NEW YORK (Reuters) – Oil prices steadied on Friday after a week of volatile trading, shedding early gains on profit-taking ahead of the New Year holiday and pressured by concerns of oversupply and faltering global economic growth.

FILE PHOTO: A maze of crude oil pipes and valves is pictured during a tour by the Department of Energy at the Strategic Petroleum Reserve in Freeport, Texas, U.S. June 9, 2016. REUTERS/Richard Carson

Brent crude LCOc1 futures were down 15 cents to $52.01 a barrel by 11:29 a.m. EST (1629 GMT), having earlier risen to $53.80 a barrel.

U.S. West Texas Intermediate (WTI) crude CLc1 futures rose 15 cents to $44.76 a barrel, after reaching $46.22 a barrel earlier.

Both benchmarks are set for their third straight week of losses, with Brent on track to drop about 3.4 percent and WTI set to fall nearly 2 percent.

Oil prices fell to their lowest levels in a year and a half this week and are down more than 20 percent for the year, depressed by rising supply and concerns about the health of the global economy.

U.S. crude inventories USOILC=ECI were down by 46,000 barrels in the week to Dec. 21, the Energy Information Administration said on Friday.

Gasoline stocks USOILG=ECI rose by 3 million barrels, compared with analysts’ expectations in a Reuters poll for a gain of 28,000 barrels.

“The report was modestly bearish, as crude oil stocks held steady versus expectations of a sizeable decline,” said John Kilduff, a partner at Again Capital Management in New York. “The net effect of the report should keep prices fairly flat ahead of the weekend.”

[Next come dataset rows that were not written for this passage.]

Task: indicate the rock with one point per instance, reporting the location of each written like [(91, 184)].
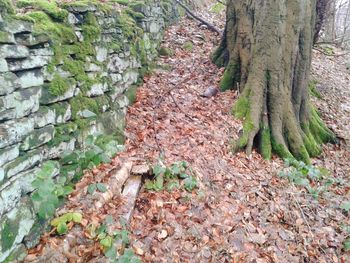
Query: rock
[(14, 226), (48, 98), (83, 8), (24, 101), (101, 54), (8, 83), (210, 92), (8, 154), (44, 116), (86, 114), (46, 51), (72, 19), (12, 131), (91, 67), (28, 63), (3, 65), (31, 40), (53, 152), (37, 138), (6, 38), (22, 163), (116, 64), (63, 112), (31, 78), (16, 26), (97, 89)]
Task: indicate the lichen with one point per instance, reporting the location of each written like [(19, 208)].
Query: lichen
[(58, 86), (8, 234), (49, 7)]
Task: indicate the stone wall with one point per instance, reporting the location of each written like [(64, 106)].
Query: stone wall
[(64, 74)]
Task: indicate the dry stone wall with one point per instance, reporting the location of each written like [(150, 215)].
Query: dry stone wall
[(60, 81)]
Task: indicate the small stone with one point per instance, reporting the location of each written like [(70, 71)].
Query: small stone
[(6, 38), (8, 83), (210, 92), (31, 78), (3, 65), (14, 51)]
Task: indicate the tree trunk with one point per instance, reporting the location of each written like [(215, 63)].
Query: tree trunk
[(266, 48)]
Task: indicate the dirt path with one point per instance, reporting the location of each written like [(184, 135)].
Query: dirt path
[(243, 211)]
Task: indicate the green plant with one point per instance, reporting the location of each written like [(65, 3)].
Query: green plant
[(188, 46), (97, 149), (60, 223), (315, 180), (168, 177), (99, 186), (111, 240), (49, 192)]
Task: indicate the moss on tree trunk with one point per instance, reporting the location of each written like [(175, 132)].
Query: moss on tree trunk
[(266, 48)]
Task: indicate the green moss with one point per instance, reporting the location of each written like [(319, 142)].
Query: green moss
[(101, 6), (302, 155), (130, 93), (6, 7), (313, 90), (67, 128), (280, 150), (242, 106), (265, 142), (80, 103), (319, 130), (188, 46), (231, 76), (49, 7), (8, 234), (58, 85), (166, 52)]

The United States has emerged as the world’s biggest crude producer this year, pumping 11.6 million barrels per day (bpd), more than both Saudi Arabia and Russia. Oil production has been at or near record highs in the three countries.

Earlier this month, the Organization of the Petroleum Exporting Countries and its allies, including Russia, agreed to cut output by 1.2 million bpd, or more than 1 percent of global consumption, starting in January.

Russian Energy Minister Alexander Novak said on Thursday that Russia would cut its crude output by between 3 million and 5 million tonnes in the first half of 2019 as part of the deal.

Novak also told reporters the U.S. decision to allow some countries to trade Iranian oil after putting Tehran under sanctions was one of the key factors behind the OPEC deal.

Imports of Iranian crude oil by major buyers in Asia hit their lowest level in more than five years in November as the U.S. sanctions on Iran’s oil exports took effect last month, government and ship-tracking data showed.